On our environment we utilize Dekart Logon which has been installed on the Domain Controller. On the Domain Controller we want to enable the Autologon feature (through Group Policy) in order to automatically logon with the administrator account, start a custom application and then lock the Server. We have tried to implement this project on a clean Windows 2003 with the AutoLogon feature from Group Policy and worked fine. On the other hand on the other machine with the Dekart Logon installed the AutoLogon does not work. Is it Dekart's problem ?

I am not sure I am following you.

The objective of the program is to prevent anyone from accessing the system without supplying the credentials. In contrast, what you need is the ability to get past authentication without using a token or smart card and a PIN.

Your set up does not follow the best practices of security. If you want a program to be started automatically, you should use a service - it will start in the background even if nobody is logged on.

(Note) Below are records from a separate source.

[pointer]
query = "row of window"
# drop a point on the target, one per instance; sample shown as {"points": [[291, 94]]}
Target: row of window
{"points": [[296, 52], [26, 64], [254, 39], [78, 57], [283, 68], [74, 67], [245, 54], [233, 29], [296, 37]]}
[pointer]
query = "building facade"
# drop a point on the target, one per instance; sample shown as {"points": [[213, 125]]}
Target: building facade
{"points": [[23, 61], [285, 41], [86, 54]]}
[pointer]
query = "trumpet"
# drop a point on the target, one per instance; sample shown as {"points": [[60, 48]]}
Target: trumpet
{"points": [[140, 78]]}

If the program in question cannot run as a service, there are various tools that can "convert" a usual program into a service. I strongly recommend you to consider this approach.

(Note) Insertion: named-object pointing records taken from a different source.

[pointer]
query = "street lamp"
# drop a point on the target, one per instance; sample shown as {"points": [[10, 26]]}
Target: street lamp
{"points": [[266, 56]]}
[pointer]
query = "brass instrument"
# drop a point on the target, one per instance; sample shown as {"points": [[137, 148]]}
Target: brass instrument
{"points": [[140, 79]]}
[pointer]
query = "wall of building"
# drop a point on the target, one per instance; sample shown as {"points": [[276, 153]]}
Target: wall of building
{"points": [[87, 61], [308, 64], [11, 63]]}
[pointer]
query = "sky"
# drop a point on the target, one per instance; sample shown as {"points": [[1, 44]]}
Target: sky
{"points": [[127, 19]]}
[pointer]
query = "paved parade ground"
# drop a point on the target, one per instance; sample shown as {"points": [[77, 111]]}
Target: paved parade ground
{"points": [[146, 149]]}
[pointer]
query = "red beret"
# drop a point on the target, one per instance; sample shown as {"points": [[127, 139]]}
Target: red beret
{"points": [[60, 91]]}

1. The custom application cannot be started as a service and must be opened under a user seesion context (supplying user name and password).
2. The token is being used only for a single user that has administrator privilleges.

Can you tell me which group policy is used for Autologon? (it would be great if you could provide the full path to the policy in the tree of the policy editor)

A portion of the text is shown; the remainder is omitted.